Specifications

M1 Control RS-232 ASCII String Protocol Page 30 of 68 Rev. 1.79 July 16, 2009
4.17 Send Valid User Number And Invalid User Code (IC)
This ASCII Data Packet will be sent when a user code is entered and a valid code
is found. Only the valid user code number will be returned. If a user code is not
found in the M1’s User Code Data Base, the code that was enter will be sent. If the
User Code Length is set to 4 digits, the invalid data packet will be sent after 4 digits
are entered, then repeated for each additional invalid user code digit. If the User
Code Length is set to 6 digits, the invalid data packet will be sent after 6 digits are
entered, then repeated for each additional invalid user digit. If prox card data is
enter, the packet will be sent immediately. This data can be used by automation
equipment with its own user code data base. The automation equipment would sent
the appropriate arm/disarm command (“a0” to “a6”) or output relay control
commands (“cn”, “cf”, or “ct”) back to the M1 after it has verified the proper code is
in its data base. Modified for 26 bit Weigand data cards and available in M1 Version
4.2.8 and after.
4.17.1 Send Valid Or Invalid User Code Format (IC)
17 – Length as ASCII hex. 12 in M1 software versions
before 4.3.2
IC – Send Invalid User Code digits
DDDDDDDDDDDD – 12 characters of ASCII Hex (0 to F) user
code data.

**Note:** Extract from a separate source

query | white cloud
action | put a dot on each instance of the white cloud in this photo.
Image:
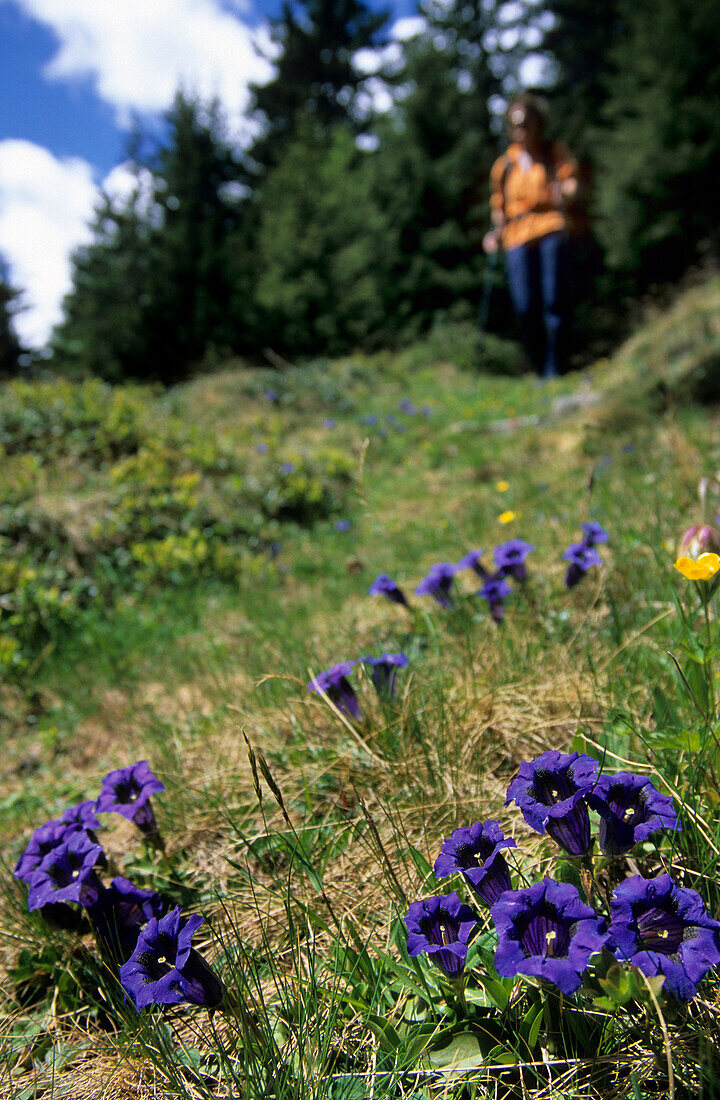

High nibble and low nibble of each
code data byte. 4 & 6 digit codes are left
padded with zeros. Set to all zeros if code is
valid.
UUU - 3 characters of ASCII decimal User Code Number 001
to 103, indicating which valid user code was
entered. Version 4.3.2 and later.
NN - Keypad number, 01 to 16, that generated the code.
00 – future use
CC – Checksum
Version 4.4.2 and later, user code 201 = Program Code, 202
= ELK RP Code, 203 = Quick Arm, no code.
Example 1: 17IC 00 00 03 04 05 06 000 01 00CC Invalid user keypad
code 3456. Keypad entered codes only use the low nibble of the 6 bytes of code
data. Spaces in this example are for reading clarity only.
17 – Length as ASCII hex
IC
Command
00
– high and low nibble of byte one in high and low ASCII character.
00high and low nibble of byte two in high and low ASCII character.

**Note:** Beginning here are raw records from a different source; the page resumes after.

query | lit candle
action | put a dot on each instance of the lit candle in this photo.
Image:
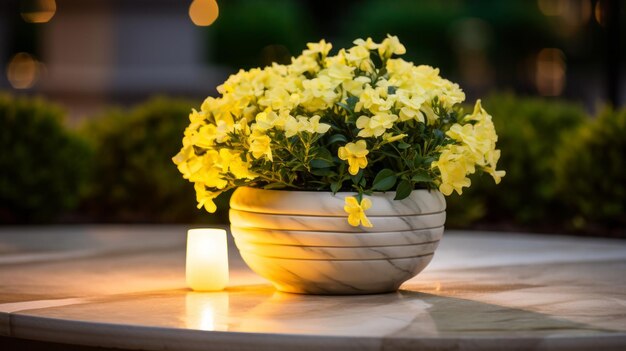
(207, 259)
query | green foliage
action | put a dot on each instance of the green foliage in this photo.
(134, 180)
(43, 165)
(529, 130)
(591, 171)
(253, 33)
(433, 31)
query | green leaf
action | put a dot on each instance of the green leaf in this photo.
(384, 180)
(403, 190)
(421, 177)
(337, 138)
(323, 172)
(274, 186)
(357, 178)
(351, 101)
(324, 154)
(320, 163)
(402, 145)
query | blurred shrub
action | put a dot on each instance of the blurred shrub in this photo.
(255, 33)
(134, 178)
(591, 172)
(43, 166)
(439, 33)
(529, 130)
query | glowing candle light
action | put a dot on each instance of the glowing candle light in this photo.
(207, 259)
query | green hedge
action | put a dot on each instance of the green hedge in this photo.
(43, 165)
(530, 130)
(591, 173)
(135, 179)
(253, 33)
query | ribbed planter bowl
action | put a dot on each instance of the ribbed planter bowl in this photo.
(302, 241)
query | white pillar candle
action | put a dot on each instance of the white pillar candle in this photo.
(207, 259)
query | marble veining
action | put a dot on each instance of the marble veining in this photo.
(312, 203)
(337, 253)
(334, 224)
(483, 291)
(334, 239)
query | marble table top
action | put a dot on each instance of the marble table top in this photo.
(124, 287)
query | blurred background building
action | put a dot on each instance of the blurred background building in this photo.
(85, 54)
(546, 70)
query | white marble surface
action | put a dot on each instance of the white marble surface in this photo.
(123, 287)
(314, 203)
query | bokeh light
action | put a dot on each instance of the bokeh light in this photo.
(37, 11)
(203, 12)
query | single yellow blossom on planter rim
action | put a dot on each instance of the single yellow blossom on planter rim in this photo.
(356, 211)
(355, 154)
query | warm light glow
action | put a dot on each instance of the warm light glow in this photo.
(207, 311)
(38, 11)
(23, 71)
(207, 259)
(550, 73)
(203, 12)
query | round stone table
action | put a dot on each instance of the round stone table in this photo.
(123, 287)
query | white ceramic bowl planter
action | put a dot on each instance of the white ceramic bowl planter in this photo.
(302, 242)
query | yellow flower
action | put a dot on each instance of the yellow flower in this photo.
(376, 125)
(453, 167)
(368, 43)
(322, 48)
(314, 126)
(267, 120)
(231, 162)
(260, 145)
(390, 138)
(356, 211)
(391, 46)
(205, 197)
(355, 154)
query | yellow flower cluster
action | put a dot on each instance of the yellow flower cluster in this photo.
(273, 126)
(476, 146)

03 – high and low nibble of byte three in high and low ASCII character.
Low nibble has first character of keypad code entry.
04high and low nibble of byte four in high and low ASCII character.
Low nibble has second character of keypad code entry.
05high and low nibble of byte five in high and low ASCII character.
Low nibble has third character of keypad code entry.
06high and low nibble of byte six in high and low ASCII character.